Il y aura probablement des exemplaires de Maxus. En effet, le groupe Lesaffre compte parmi les neuf premiers concessionnaires de France de la marque chinoise.

 

Les codirigeants viennent de signer un accord de distri­bution dans le département du Nord et la marque Maxus sera installée, sous l’entité juridique LVU (pour Lesaffre Véhicules Utilitaires), en lieu et place de Lesaffre Performances à Fretin, dans un showroom d’une centaine de mètres carrés.

 

Convaincus par le profession­nalisme de la filiale, mais aussi par la qualité des produits de la gamme chinoise et leur complémentarité avec Volkswagen Véhicules Utilitaires, ils ont déjà entamé les négociations pour étendre la coopération au dépar­tement du Pas‑de‑Calais.

 

Ce nouvel apport pourrait permettre au groupe de passer la barre des 1 000 immatricu­lations de VN, dès cette année, contre un cumul de 325 voitures et 332 utilitaires neufs de Volkswagen, en plus des 169 voitures siglées MG Motor, en 2023.

 

Se préparer à l’avenir

 

Thomas Lesaffre et Alexis Blondiau ne perdent pas de vue pour autant les mutations qui se profilent.

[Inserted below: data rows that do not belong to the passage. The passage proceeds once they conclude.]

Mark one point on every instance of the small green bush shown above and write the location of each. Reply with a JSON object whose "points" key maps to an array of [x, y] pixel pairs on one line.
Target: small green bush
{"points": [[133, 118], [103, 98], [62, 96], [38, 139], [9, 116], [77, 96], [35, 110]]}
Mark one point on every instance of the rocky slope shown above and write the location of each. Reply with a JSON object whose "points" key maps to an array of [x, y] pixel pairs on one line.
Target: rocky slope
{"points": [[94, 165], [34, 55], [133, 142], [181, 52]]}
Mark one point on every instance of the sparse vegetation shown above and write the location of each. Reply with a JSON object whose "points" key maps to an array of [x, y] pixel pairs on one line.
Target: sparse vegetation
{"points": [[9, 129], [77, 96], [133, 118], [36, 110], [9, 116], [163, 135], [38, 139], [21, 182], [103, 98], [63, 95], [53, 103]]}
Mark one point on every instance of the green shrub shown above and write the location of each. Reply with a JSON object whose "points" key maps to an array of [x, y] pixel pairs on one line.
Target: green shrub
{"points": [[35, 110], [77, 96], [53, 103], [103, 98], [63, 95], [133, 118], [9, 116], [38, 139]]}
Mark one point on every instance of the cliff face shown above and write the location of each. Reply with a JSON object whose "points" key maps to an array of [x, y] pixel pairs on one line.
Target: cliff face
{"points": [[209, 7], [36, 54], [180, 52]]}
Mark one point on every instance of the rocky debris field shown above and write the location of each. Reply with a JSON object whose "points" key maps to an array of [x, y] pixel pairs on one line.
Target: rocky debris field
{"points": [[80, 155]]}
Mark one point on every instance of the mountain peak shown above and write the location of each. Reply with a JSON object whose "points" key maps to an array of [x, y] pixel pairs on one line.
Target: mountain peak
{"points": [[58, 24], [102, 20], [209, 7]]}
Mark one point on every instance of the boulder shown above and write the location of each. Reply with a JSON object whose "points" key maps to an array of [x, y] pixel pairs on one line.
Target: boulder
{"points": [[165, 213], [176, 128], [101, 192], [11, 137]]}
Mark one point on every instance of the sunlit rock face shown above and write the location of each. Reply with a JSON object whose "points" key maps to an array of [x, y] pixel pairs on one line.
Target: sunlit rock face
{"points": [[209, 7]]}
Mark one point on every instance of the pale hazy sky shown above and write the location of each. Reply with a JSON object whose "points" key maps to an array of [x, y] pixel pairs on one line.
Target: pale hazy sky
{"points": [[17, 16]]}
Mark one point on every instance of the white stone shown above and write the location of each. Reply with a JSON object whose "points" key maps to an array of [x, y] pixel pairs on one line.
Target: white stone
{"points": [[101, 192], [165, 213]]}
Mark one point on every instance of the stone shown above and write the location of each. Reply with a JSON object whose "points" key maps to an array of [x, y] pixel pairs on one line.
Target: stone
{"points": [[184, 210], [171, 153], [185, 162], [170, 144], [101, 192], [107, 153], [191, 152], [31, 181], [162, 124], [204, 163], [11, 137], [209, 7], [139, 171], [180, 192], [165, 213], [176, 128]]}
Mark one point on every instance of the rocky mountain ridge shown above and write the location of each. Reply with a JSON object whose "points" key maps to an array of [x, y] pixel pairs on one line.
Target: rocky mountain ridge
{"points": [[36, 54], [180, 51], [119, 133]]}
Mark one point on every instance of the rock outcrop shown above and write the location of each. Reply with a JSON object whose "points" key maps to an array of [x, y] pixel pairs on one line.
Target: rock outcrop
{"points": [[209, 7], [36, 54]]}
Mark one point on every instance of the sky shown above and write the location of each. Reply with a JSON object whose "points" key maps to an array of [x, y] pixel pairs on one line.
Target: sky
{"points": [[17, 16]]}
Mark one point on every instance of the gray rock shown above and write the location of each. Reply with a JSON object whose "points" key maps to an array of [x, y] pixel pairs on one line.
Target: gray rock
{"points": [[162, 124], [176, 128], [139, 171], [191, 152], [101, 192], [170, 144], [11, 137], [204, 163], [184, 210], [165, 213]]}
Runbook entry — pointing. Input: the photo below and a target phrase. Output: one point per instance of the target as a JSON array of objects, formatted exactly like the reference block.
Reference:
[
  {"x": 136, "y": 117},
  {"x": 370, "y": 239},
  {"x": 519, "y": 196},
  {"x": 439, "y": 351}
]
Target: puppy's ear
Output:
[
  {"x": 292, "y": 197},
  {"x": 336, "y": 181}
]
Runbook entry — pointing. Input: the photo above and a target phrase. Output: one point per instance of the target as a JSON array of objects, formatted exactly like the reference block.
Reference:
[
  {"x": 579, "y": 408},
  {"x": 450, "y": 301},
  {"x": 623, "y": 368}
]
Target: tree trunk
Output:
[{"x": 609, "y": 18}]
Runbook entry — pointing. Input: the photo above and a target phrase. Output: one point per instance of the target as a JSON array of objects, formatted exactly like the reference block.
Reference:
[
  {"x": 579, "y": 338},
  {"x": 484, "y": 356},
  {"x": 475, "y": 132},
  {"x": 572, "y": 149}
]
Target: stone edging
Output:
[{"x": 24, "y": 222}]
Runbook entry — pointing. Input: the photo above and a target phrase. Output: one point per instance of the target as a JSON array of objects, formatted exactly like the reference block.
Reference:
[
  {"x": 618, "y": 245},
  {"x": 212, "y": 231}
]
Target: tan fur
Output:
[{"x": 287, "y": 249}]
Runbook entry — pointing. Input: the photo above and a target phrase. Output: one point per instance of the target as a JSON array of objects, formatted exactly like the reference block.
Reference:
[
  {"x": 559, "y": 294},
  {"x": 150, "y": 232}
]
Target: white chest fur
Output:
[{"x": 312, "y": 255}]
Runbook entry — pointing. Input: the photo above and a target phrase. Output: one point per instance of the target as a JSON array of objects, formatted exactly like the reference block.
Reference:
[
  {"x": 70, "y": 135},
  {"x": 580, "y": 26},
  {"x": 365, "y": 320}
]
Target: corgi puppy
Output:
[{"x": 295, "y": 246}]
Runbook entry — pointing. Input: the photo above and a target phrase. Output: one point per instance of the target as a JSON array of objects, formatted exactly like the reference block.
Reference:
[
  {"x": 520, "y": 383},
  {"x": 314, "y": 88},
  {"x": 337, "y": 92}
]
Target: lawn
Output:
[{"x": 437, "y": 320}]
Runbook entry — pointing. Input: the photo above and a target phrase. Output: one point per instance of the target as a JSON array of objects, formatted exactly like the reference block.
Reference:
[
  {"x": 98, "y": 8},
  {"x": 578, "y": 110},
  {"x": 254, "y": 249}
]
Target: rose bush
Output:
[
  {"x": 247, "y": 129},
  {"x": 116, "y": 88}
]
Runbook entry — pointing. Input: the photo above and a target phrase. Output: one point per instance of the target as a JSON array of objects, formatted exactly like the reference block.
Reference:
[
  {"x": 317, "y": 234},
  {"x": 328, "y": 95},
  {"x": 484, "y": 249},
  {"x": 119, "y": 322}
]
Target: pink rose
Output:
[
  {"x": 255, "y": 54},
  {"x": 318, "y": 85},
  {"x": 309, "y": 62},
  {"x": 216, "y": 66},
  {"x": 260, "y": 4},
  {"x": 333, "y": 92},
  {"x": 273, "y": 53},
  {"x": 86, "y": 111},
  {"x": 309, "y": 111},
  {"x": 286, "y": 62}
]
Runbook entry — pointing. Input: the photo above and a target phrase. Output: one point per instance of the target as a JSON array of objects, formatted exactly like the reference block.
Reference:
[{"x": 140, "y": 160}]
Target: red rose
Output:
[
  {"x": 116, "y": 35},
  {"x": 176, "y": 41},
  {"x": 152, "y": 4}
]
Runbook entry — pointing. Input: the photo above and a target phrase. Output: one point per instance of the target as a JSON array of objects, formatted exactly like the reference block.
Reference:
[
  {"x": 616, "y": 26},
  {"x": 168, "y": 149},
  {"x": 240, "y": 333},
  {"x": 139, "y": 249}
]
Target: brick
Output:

Ils fédèrent donc les équipes autour d’un pro­jet de modernisation en profondeur. "Volkswagen ne fera pas demi‑tour sur les concepts de distribution. Je ne critique pas ce modèle qui présente ses avantages pour les membres du réseau. Cependant, le personnel comme nos entreprises, d’une manière générale, doivent être préparés à ces modèles économiques", pose le directeur, en tant que membre actif du conseil.

 

Cela leur a réussi jusqu’à présent et les deux hommes continueront d’avancer leurs pions en fonction des opportunités créées ou amenées sur la table. Ils savent bien que leur génération est bien moins dense en population que la précédente. Cela va engendrer des appels d’air à l’ombre des géants.

 

Après les uti­litaires, les voitures et les véhicules de loisirs, Thomas Lesaffre et Alexis Blon­diau se verraient bien exploiter d’autres activités : les engins urbains à deux ou quatre roues et les poids lourds. "Pour nous, l’important sera de conserver cet esprit familial bienveillant. Ainsi, nous pourrons devenir des acteurs in­contournables de la mobilité dans les Hauts‑de‑France", partagent‑ils en conclusion leur vision à long terme.

 


 

Avec leurs pairs sur les bornes

 

La création de Born 4 Charging résulte du rapprochement entre les groupes Verbaere, Lesaffre et AT2I. ©Born4Charging-LinkedIn

 

 

Il y a de grands groupes avec lesquels Thomas Lesaffre et Alexis Blondiau collaborent. Par le biais du groupement des concessionnaires Volkswagen, ils font la connaissance d’Édouard Coquillat et de Jean‑Charles Verbaere. L’un vient de lancer sa marque de bornes, Wellborne. L’autre rencontre les mêmes problématiques qu’eux pour équiper des clients, dans le nord de la France. Se crée alors Born for Charging, une coentreprise entre Thomas Lesaffre et Jean‑Charles Verbaere à laquelle s’associe AT2I, une société lilloise d’ingénierie civile. Ensemble, ils commercialisent et déploient les solutions de Wellborne sur leurs territoires respectifs. Après un semestre d’apprentissage, le directeur général du groupe lillois se dit prêt à accélérer.